Now, I’m sitting on a stool at his kitchen island, slurping down the hot soup and grilled cheese he made me. I can’t remember the last meal I had, let alone ahotone.
It was so delicious I could cry.
“How old are you, Wildcat?” Kohen asks, and I pause, holding up a spoonful of soup to my mouth.
“That depends what time it currently is,” I say, watching him glance down at the watch on his wrist.
“It’s a little after one. Why does that matter?”
“Yes, because I don’t want you to think there’s a chance you’ll be charged with kidnapping,” I admit, and smile coyly. His icy blue eyes widen, and I take another bite of the grilled cheese.
So. Damn. Delicious.
His face transforms into confusion.
“It’s officially my birthday. Myeighteenthbirthday.”
“Wildcat…”
“Kohen… I didn’t run because of the abuse,” I cut him off, finally feeling brave enough to tell him the truth. I decided in the shower I needed to. He deserves to know why I ran tonight without a plan, and why I decided his basement was my only choice. “Although in hindsight, I probably should have run a long time ago. I probably would have had better luck on the street.”
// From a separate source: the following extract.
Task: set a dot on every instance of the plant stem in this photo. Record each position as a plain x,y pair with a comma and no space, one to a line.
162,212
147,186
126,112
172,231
I’m not sure if I truly believe that last part, though. The one attempt I made had me running home, thanks to the stranger who thought I was a hooker. When I told him no, he got out of his car and tried to grab me.
“Why did you run then?”
“She was going to give me to him,” I say carefully. “To Raymond. She owes him a lot of money, and said she’d tell anyone I ran off because I was old enough to be on my own.”
“Fuck,” he growls. The room turns heavy, and I feel his rage from across the counter.
“Raymond isn’t only a drug dealer.” I place my spoon on the counter on the table, feeling a fullness in my stomach I’ve only dreamed of feeling. “Fran’s never been one to complain about earning her keep on her back, though. Raymond sends clients all the time. Her bedroom acts like a revolving door. She’s always paid her debt to him this way. But this time… at her age, Raymond refused. He said she’d never make enough to pay off what she owes him by the time she’s dead and buried. She isn’t worth what she once was.”
“And you were her backup plan.” It was a simple statement, but still true. Kohen connected the dots much faster than I had.
“But I wasn’t about to let that happen.” I pick up my napkin and use it to keep my hands busy. “I’m eighteen, and there’s nothing holding me back. Even if she goes to the law to find me, now they can’t make me go back. I don’t need her either. I can get an identification card, find a job and rent an apartment all on my own.”
“But you need a plan,” he adds, reading in between the lines. “I don’t know if that open window was a blessing or a curse for you.”